To start, you just bring about 4 cups of water to a boil (you can also use chicken or vegetable stock, but in this case, for fries, I just went with water) and very very slowly whisk in the cornmeal, keep whisking until it’s all incorporated. Now, you are supposed to whisk constantly for about 20 minutes, but I cheat and just whisk every 30 seconds to a minute, it still yields a super creamy polenta. At this point if I’m going with a creamy polenta, I take it off the heat and add in a few pats of butter and cream (or milk); but since I wanted the polenta to be firm when cooled for the fries, I took it off the heat, threw in my crushed rosemary and goat cheese and skipped the added butter and cream. Working quickly, pour the soft polenta into a small greased sheet pan, spread evenly and let cool completely. What’s nice about this step is you can make and chill the polenta a couple days in advance, which is what I did.
Once you’re ready to bake them up, invert onto a cutting board and cut into fry shapes, coat them in a little bit of chickpea flour (I’m off white flour, but even if I weren’t, I love the crispy exterior chickpea flour provides), or all-purpose flour, line ‘em up on a baking sheet and bake until super crispy.
While the fries were baking, I whipped up a quick spicy tomato dipping sauce with some canned tomatoes, garlic and red pepper flakes, but a quick garlic or rosemary aioli would also be phenomenal.
Once the fries are fresh out of the oven I like to dust them with a little bit of grated parmesan cheese and kosher salt for a finishing touch.
Crispy on the outside, but soft as butter on the inside, just the way I like my french fries. Take that potato!
- 4 cups water
- ¾ teaspoon salt
- 1 cup cornmeal
- 1½ teaspoons crushed dried rosemary
- ¼ cup goat cheese.
- ½ cup chickpea flour
- 1 teaspoon olive oil
- 1 14 ounce can crushed tomatoes
- 1 garlic clove
- ½ teaspoon salt
- ½ teaspoon sugar
- ¼ teaspoon red pepper flake
- Preheat oven to 450 degrees.
- Grease a small baking sheet.
- In a medium saucepan bring water and salt to a rolling boil. Turn heat down to medium. VERY slowly whisk in polenta. Reduce heat to a medium-low or low, whisk almost constantly for 20 minutes until thick and creamy. Season to taste with salt and pepper.

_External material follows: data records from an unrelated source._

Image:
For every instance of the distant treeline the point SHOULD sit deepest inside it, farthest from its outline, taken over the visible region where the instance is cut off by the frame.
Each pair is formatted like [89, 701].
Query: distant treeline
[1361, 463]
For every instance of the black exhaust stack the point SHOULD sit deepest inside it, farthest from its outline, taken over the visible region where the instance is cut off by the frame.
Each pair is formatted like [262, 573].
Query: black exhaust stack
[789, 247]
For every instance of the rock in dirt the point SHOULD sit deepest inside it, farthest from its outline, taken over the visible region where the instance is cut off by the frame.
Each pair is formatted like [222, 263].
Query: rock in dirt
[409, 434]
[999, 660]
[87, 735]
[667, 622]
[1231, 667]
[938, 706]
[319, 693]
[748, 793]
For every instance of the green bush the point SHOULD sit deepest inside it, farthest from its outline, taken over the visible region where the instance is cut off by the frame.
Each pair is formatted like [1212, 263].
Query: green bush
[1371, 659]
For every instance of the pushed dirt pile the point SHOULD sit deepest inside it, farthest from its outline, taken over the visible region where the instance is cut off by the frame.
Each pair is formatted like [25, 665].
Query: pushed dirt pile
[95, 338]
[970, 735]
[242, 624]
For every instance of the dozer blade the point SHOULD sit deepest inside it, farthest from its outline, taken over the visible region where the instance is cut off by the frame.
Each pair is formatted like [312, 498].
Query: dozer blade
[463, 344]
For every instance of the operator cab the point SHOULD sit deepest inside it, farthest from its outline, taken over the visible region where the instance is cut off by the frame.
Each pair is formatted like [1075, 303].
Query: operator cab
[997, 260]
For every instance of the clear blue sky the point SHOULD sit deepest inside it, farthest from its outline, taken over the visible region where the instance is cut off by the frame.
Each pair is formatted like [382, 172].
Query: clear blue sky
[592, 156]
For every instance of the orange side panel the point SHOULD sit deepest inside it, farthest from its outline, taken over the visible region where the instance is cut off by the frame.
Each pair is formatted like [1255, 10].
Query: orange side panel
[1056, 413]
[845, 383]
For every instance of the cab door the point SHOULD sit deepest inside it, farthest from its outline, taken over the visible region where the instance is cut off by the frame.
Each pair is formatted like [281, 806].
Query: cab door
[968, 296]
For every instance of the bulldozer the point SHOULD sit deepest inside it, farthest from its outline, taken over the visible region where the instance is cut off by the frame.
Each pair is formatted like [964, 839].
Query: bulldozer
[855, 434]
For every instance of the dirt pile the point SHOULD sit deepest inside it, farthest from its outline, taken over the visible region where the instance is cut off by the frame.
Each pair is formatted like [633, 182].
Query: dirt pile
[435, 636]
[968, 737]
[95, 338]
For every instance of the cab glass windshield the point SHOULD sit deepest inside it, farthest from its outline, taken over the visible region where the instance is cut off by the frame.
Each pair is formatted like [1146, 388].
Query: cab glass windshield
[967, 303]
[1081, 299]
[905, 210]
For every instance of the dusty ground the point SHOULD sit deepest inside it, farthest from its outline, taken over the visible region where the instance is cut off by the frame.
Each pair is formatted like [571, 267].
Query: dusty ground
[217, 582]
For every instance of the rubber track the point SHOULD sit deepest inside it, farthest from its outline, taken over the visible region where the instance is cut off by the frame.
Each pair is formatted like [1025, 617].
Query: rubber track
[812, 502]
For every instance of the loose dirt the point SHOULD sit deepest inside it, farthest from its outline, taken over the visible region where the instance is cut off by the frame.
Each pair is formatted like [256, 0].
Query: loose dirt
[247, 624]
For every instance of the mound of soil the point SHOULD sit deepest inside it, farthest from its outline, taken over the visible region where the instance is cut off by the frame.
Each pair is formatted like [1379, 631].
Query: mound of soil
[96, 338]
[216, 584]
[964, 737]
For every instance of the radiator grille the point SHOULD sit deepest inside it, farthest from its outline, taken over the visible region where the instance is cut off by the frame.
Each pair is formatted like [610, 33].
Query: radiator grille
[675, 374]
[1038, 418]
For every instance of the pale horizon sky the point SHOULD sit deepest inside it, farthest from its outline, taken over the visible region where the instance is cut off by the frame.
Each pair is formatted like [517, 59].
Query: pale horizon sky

- Remove from heat and add in goat cheese and crushed rosemary.
- Working quickly pour creamy polenta into prepared pan. Spread evenly, you want it to be about ¼ to ½ inch thick.
- Let cool completely at room temperature or in the fridge.
- (CAN BE MADE ONE TO TWO DAYS IN ADVANCE).
- When ready to bake, invert on to a cutting board. Cut into fry shapes and dredge in chickpea flour, removing excess when done.
- Place a cooling rack on a cookie sheet and spray with olive oil spray.
- Place fries on cooling rack and bake for 25-30 minutes until crisp and brown.
- Make the sauce while the fries are in the oven. Heat the olive oil over a medium heat in a small skillet or saucepan. Add garlic, cook one minute. Add tomatoes, salt, sugar and red pepper flakes, simmer until fries are done cooking, about 15 more minutes.
- Sprinkle fries with parmesan cheese after they are removed from the oven.